🤖 AI Summary
This work addresses the limitations of current automatic speech recognition systems in accurately recognizing rare domain-specific terms and the poor scalability of conventional open-vocabulary keyword spotting methods to large-scale lexicons. The authors propose an efficient open-vocabulary keyword detection framework that integrates contextual biasing with compressed feature storage, significantly enhancing recognition performance for rare terms without requiring fine-tuning of the underlying speech recognition model. By introducing an innovative feature representation and fusion mechanism, the method reduces memory consumption by up to 128× while enabling real-time detection over large-scale terminology banks for the first time.
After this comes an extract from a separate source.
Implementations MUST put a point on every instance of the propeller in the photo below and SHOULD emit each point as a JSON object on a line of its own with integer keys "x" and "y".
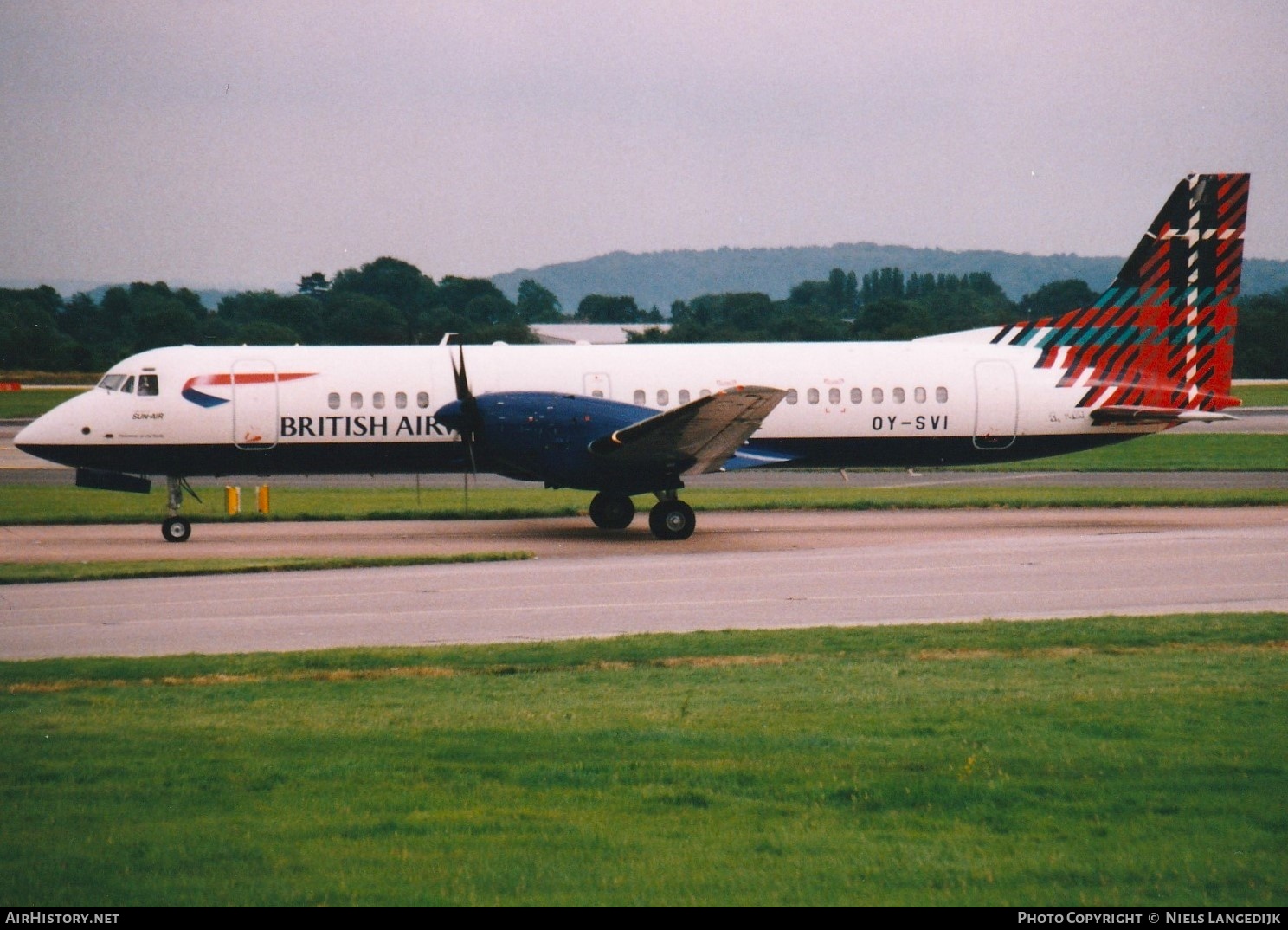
{"x": 465, "y": 417}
Moreover, it maintains entity recall rates on unseen languages comparable to those of uncompressed approaches, substantially improving the system’s scalability and practical applicability.
📝 Abstract
Automatic speech recognition systems have been shown to under-perform when it comes to transcribing words rarely seen in the training data, namely specialized terminology. Open-vocabulary keyword spotting, combined with contextual biasing, has been shown to mitigate this issue. However, existing systems can only handle glossaries of a few hundred terms without becoming an infeasible bottleneck. We propose a system that stores features with a memory footprint up to 128 times smaller than a comparable baseline and allows users to process massive databases while remaining open-vocabulary. Without fine-tuning the speech recognition model, our system achieves a comparable entity recall as uncompressed solutions, even in languages not seen during training.